Федя засмеялся: представил себе огородик возле Савеловского вокзала, и корова Гараниных Ромашка тут же привязана… А мимо трамваи идут-позванивают, Степан картошку сажает.
— Пожил бы! — бодро говорил он, оборачиваясь к смеющемуся Феде. — А только потом опять вернулся бы в Пятины.
Федя озадачился:
— Чего так?
— Ну их всех на хрен, Федюх! В гостях хорошо, а дома лучше. Погляди, вон грачи на проталине ходят. Спроси у них, чего они с теплых-то стран вернулись. Оставались бы там! Ан нет, прилетели. Вот то-то.
— Так-то оно так, — рассудительно заметил Федя, — а только в Москве за работу деньги дают, а у нас — палочки в трудовую книжку ставят.
— Да в гробину их мать, Федюха, не век же так будет! Ну, авось переменится когда-нибудь! Мордуют, мордуют, да и устанут, а? Ну, под себя же гадят, сволочи!
Он заругался матерно и замолчал, шел рассерженный — не подступись.
Пасха пришлась на водополицу. Вернее, на ту пору, когда большая вода уже схлынула, поля обнажились, снег сохранился лишь в затеньях — под деревьями, с северной стороны строений, в ямах.
В страстную субботу через Пятины потянулись в Знаменское старушки и пожилые женщины, каждая несла в руках узелок с куличом — святить. У одной богомолки
Некоторые шли с пустыми руками — откуда взяться куличу — пасхе, коли нет муки, и кто сложит яичко, если нет куриц? Запасы у многих кончались, но уже можно было переходить на подножный корм: крапивка, щавелек… или вот еще подспорье — на полях вытаяли «тошнотики» — прошлогодние картошины. От одного их вида с души воротило, а уж запах! Но это все-таки была еда. Если высушить в печи да растолочь — получится темная крахмальная мука, из которой можно печь лепешки. Однако не «тошнотики» же нести святить в церковь!
Федя привезенное из Москвы поел быстро — много ли и привез-то! К тому же крупу манную пришлось обменять на два ведра картошки, а то нечего будет садить в огороде, семенную-то всю съел. Долго крепился, но, наконец, сходил тайком на колхозное поле, однако же ему не повезло: собирать «тошнотики» приходили туда и ергушовцы, ихний колхоз совсем бедный, на своих полях они давно уже все повыбрали, так и на пятинские повадились.
Но, может, и хорошо, что набрал всего с десяток тошнотиков: и сварил, и растолок, и лепешки испек, но есть это как?

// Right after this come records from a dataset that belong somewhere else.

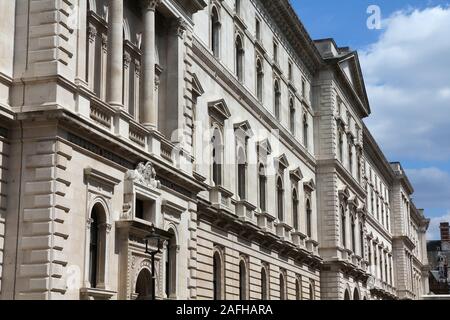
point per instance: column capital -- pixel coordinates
(150, 5)
(126, 59)
(92, 33)
(179, 26)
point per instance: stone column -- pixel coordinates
(149, 106)
(115, 51)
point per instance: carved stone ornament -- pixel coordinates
(144, 174)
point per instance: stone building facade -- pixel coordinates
(218, 123)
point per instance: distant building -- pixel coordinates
(438, 257)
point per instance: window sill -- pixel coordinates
(96, 294)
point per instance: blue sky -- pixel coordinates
(406, 67)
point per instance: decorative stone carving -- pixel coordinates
(104, 42)
(92, 33)
(179, 26)
(150, 4)
(144, 174)
(139, 40)
(126, 59)
(127, 213)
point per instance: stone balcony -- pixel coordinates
(245, 211)
(266, 222)
(220, 198)
(312, 246)
(298, 239)
(283, 230)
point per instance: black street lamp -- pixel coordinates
(158, 243)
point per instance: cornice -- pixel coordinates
(215, 69)
(289, 23)
(347, 177)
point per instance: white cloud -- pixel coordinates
(433, 230)
(432, 187)
(407, 78)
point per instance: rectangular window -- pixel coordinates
(258, 29)
(145, 209)
(290, 71)
(275, 52)
(303, 89)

Больше десятка не одолеть.
Когда-то в округе было несколько церквей: и в Баулине, и в Высоком Борке, и в Верхней Луде — теперь их или заняли под склады, или просто разрушили. Служили только в Знаменской, и как в прошлые годы, во время пасхальной всенощной церковь оказалась набита битком, а народ все прибывал; старые хотели помолиться, а молодые — просто так, потолкаться, посмеяться — короче, повеселиться, как на «беседе».
В самой-то церкви торжественная служба, а вокруг и особенно на паперти — толпа гомонила; девчата похихикивали, парни курили, поплевывали семечками, ребятня тузила друг друга.
Вчетвером — Федя, Вовка, Мишка и Костяха — протиснулись пятинские в церковь. Ну, что там: старушки молятся, то и дело осуждающе шипят:
— Перекрести харю-то, безбожник!
Уж от одного этого беспокойно было, не по себе. И тут Федя увидел в толпе девичье лицо, показавшееся ему… То есть он подумал, что это может быть… или ошибся? Снова глянул туда, где у стены жались кучкой незнакомые девчата, и увидел ее… Да, это была Тамара Казаринова из деревни Лари. У Феди екнуло сердце, и он стал поспешно вытискиваться вон, чтоб она не увидела его случайно.
Почему не хотел, чтоб увидела? А Бог ведает! Да чего там: стыдно было… Она знала его в самую жалкую пору, еще когда он не свалял пять пар валенок и не съездил в Москву. Тогда он решился — вот дурак-то! — пойти «по миру»: ведь к ним-то явился за милостыней. Конечно, за милостыней, как нищий, чего уж там! Это очень стыдно. Она, конечно, тотчас вспомнит, как он сказал тогда: «А потом вы меня накормите».
Толстая старуха зашипела на него громко:
— Да что ты, леший! Задавил меня вовсе.